Una materia su cui è previsto un intervento da parte dello stesso procuratore generale Aldo Policastro, che ha convocato per domani - alle ore dodici - una conferenza stampa per la firma di un protocollo tra più uffici inquirenti. Più nello specifico, attorno allo stesso tavolo saranno presenti il pg Policastro, i procuratori di Napoli, di Napoli nord, Nola, Torre Annunziata, Santa Maria Capua Vetere, Avellino, Benevento, la procuratrice per i minorenni, per la firma del protocollo operativo in materia di interpretazione e applicazione della circolare del Csm». In ballo - secondo quanto emerso finora - «l’aggiornamento delle linee guida per l’organizzazione degli uffici giudiziari ai fini di una corretta comunicazione istituzionale». 

Il vertice

Dunque è facile immaginare che, grazie all’intervento del pg Policastro, anche le altre Procure del distretto si adegueranno alle stesse direttive varate da Palazzo dei Marescialli.
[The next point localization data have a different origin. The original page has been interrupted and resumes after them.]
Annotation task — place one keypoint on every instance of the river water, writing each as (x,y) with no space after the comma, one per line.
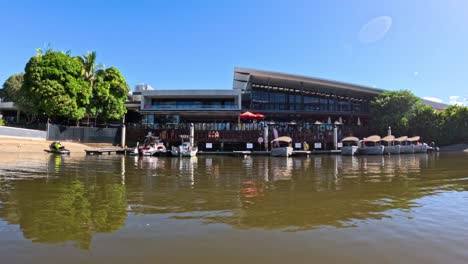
(321,209)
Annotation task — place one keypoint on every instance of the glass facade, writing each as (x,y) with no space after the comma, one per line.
(262,99)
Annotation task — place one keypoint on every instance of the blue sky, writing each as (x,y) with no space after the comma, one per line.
(420,45)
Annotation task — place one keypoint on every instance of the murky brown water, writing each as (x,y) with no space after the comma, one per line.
(322,209)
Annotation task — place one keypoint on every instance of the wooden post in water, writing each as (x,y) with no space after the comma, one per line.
(122,138)
(192,134)
(335,137)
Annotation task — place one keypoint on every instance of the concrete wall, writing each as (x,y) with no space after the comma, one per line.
(22,133)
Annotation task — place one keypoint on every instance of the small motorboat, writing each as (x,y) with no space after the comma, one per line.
(184,150)
(418,147)
(350,146)
(389,145)
(282,151)
(57,148)
(405,146)
(371,146)
(152,146)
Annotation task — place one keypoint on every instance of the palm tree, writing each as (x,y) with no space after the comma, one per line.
(90,67)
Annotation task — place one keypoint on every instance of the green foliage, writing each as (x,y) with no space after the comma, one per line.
(405,113)
(425,123)
(109,94)
(394,109)
(54,84)
(12,86)
(454,125)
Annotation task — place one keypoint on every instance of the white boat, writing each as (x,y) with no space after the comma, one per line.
(350,146)
(184,150)
(152,146)
(282,151)
(418,147)
(405,147)
(371,146)
(389,145)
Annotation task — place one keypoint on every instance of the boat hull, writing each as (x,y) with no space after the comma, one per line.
(349,150)
(281,152)
(407,149)
(420,149)
(392,149)
(375,150)
(59,152)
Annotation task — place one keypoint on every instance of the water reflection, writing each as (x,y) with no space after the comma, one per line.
(77,197)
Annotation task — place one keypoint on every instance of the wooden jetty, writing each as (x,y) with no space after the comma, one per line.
(109,151)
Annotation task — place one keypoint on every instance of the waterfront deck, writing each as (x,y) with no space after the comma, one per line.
(109,151)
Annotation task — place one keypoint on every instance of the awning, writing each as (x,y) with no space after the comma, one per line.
(282,139)
(400,139)
(373,138)
(352,139)
(389,138)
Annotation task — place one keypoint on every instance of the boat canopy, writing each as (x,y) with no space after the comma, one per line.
(416,138)
(388,138)
(282,139)
(400,139)
(353,139)
(373,138)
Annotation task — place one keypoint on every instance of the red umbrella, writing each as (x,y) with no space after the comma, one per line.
(248,115)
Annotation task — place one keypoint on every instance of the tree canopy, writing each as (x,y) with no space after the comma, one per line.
(109,94)
(407,115)
(53,82)
(395,109)
(66,87)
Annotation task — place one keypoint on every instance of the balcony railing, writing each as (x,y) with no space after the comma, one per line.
(192,107)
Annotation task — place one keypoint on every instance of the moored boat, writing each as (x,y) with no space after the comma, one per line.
(418,147)
(57,148)
(405,147)
(350,146)
(371,146)
(184,150)
(282,151)
(389,145)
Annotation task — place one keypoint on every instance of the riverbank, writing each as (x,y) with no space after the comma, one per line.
(19,145)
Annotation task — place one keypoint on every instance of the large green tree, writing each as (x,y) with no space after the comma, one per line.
(109,94)
(454,125)
(13,92)
(54,84)
(12,86)
(89,67)
(395,109)
(425,123)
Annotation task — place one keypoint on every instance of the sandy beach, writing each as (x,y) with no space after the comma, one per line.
(18,145)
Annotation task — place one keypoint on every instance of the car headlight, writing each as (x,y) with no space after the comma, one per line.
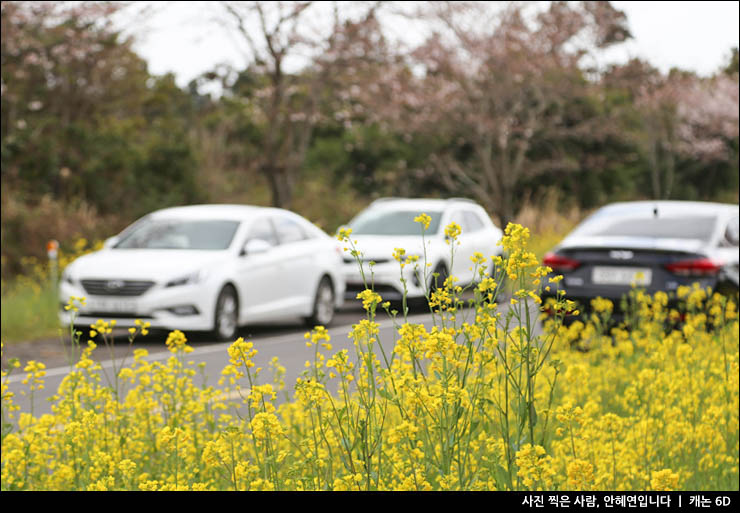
(189,279)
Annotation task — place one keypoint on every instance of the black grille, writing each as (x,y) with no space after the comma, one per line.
(129,288)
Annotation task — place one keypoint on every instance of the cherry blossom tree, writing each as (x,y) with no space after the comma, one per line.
(309,68)
(494,77)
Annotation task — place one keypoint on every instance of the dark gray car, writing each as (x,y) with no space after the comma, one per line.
(657,245)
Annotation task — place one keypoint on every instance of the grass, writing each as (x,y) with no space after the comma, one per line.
(29,312)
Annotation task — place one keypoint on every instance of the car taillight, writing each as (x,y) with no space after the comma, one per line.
(560,263)
(697,267)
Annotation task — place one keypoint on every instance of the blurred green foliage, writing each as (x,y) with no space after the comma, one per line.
(91,140)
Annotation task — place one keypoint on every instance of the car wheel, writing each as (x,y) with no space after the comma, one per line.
(323,305)
(439,281)
(226,320)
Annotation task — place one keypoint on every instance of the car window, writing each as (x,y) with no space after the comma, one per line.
(472,219)
(459,217)
(180,234)
(288,230)
(684,227)
(732,233)
(263,229)
(393,222)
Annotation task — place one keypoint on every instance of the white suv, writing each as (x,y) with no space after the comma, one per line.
(388,223)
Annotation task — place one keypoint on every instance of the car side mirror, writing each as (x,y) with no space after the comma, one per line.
(255,246)
(110,242)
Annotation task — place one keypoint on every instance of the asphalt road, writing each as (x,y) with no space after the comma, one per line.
(286,341)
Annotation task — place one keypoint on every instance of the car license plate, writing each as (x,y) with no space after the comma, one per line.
(621,276)
(111,306)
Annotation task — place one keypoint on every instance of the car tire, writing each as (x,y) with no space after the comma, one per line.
(226,318)
(438,282)
(323,305)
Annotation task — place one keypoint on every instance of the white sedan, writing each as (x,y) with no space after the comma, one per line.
(209,268)
(388,223)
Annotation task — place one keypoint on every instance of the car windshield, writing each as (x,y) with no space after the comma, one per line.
(392,222)
(685,227)
(180,234)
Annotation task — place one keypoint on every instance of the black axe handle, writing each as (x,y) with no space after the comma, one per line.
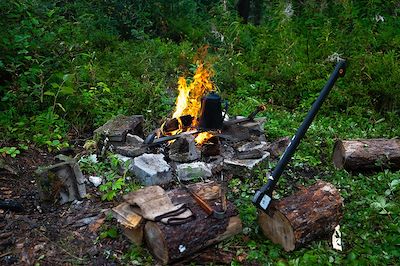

Si tratta di un passaggio formale destinato comunque a ratificare - almeno nelle linee generali - uno scenario consolidato sul fronte della comunicazione istituzionale. Basta fare riferimento a quanto accaduto in Procura a Napoli, appena martedì sette luglio. Blitz contro i clan casalesi, ipotesi di riciclaggio aggravato dal fine mafioso, accanto al procuratore Gratteri e al procuratore aggiunto Michele Del Prete, anche il capocentro della Dia. Si parla di reati e di ipotesi investigative, ma nessun cenno ai soggetti a cui erano stati sequestrati stabilimenti balneari o aziende usate come possibili schermi o lavatrici di denaro sporco. A margine della conferenza stampa, è toccato poi allo stesso procuratore Gratteri chiarire - a domanda di un giornalista - il suo punto di vista: «Personalmente credo nell’importanza di informare i cittadini. Vorrei che i cittadini fossero a conoscenza delle persone che abitano nel loro quartiere o che frequentano la stessa zona, quando vengono coinvolti in gravi accuse di reato. Ma è ovvio che vanno recepite le direttive del Csm». Era il sette luglio scorso, da sei giorni sul sito istituzionale della Procura c’era un ordine di servizio che chiarisce come comportarsi quando c’è da raccontare un’inchiesta per un fatto rilevanza pubblica.